John McWhorter wrote an article in the NYT just the other day arguing that "the new n-word standard" isn't progress, it's absurd hypersensitivity. At a time when the left is catastrophically losing ground everywhere that actually counts, it seems like the preferred response has been to retreat into ever-smaller, entirely self-harming petty symbolic battles.
I don't know. Growing up in the 80's/90's words were offensive because they conjured foul things, defecating, sexuality, a bunch of puritanical pearl grabbing. Now I think people are more concerned with words that marginalize groups of people. That's a net gain in my eyes.

As far as completely losing our shit because someone said something shitty and insensitive, and putting more energy into that battle than workers' rights, or environmental catastrophe, sure. That's stupid. But sometimes I think it's a little sad in western culture that you can't get someone on board long enough to think about carbon emissions without totally alienating them because you don't think it's cool to use a slur about homosexuality. I guess what I'm saying is it's a bummer that progressives might have to handle the white grievance crowd with kid gloves or they'll leave the presentation about the end of the world.

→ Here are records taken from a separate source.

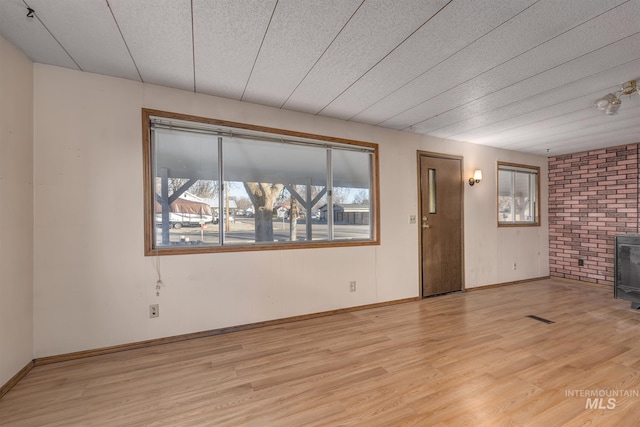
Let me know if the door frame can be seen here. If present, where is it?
[416,150,466,298]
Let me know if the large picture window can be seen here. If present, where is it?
[498,162,540,226]
[143,109,379,255]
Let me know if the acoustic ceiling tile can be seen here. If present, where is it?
[283,0,452,114]
[29,0,140,81]
[108,0,193,91]
[0,0,79,70]
[193,0,276,99]
[242,0,362,107]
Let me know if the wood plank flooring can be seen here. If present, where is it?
[0,279,640,427]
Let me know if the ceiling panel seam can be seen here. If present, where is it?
[442,59,638,139]
[316,0,453,119]
[410,32,640,132]
[347,0,541,125]
[280,0,366,108]
[240,0,279,101]
[396,2,631,129]
[105,0,144,83]
[190,0,198,93]
[22,0,84,71]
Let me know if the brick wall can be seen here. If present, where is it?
[549,144,640,285]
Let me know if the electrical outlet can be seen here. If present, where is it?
[149,304,160,317]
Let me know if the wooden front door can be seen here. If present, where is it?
[418,152,464,297]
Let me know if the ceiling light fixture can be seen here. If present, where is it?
[595,80,640,115]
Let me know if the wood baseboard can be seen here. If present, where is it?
[33,297,420,366]
[0,360,35,399]
[551,276,613,289]
[465,276,551,292]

PS, the recent splash FM Steve made commending the ICP for owning their shitty lyrics seems like a perfect example of everyone having a little courage, confronting their mistakes and then maybe everyone moves forward a little without it turning into the parody the right wing imagines it will be.

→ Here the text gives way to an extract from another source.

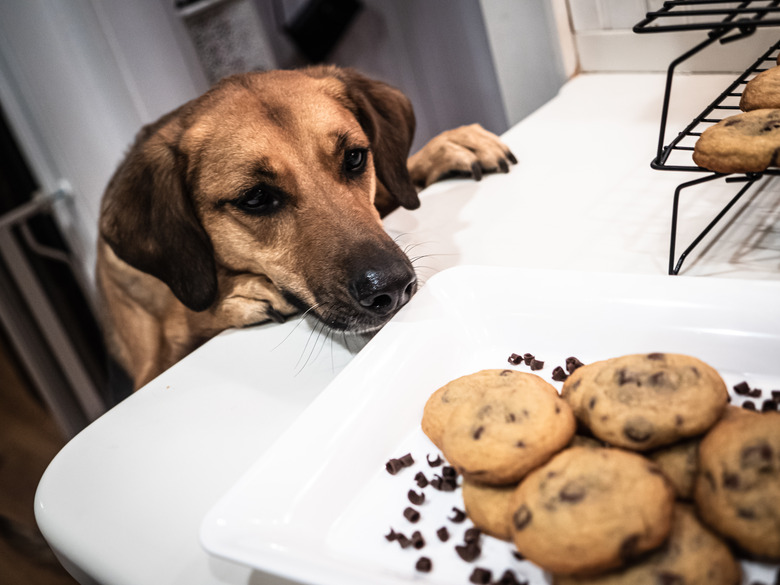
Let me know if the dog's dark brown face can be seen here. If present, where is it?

Re: Replacement Expletives

50
Yes but it used to be the right-wingers who were the pearl-clutchers. Leftist agitators didn't use to asterisk out words in grown-up adult writing, or speak in delicately coded language to avoid triggering a soundbite outrage. People wanted to tear down that polite, conservative facade. We used to mock the absurdity of such prudery in a world full of real atrocities. Heck a young FM steve was even contemplating naming an album after Quentin Tarantino's favourite word at one point, but then thought better of it and later started a band called Rapeman instead. It really was a different time.

For sure, some attitudes needed correcting, and people said things they wouldn't say now, but now all that fuck-you attitude is on the right and I'm not entirely comfortable with that.

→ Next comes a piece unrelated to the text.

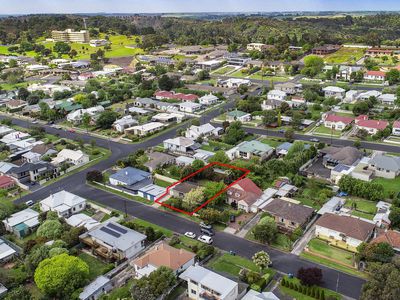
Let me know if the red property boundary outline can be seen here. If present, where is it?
[154,162,250,216]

We can't stop an extremist US Supreme Court from chucking the Voting Rights Act on the fire. We can't stop white supremacists from seizing power. We can't save ourselves from environmental collapse. We can't prevent genocides from happening around the world (so much for "never again"). I can't help but feel that pillorying well-intentioned people for minor offences is often just a way of deflecting from all the vast horrors that we feel helpless against.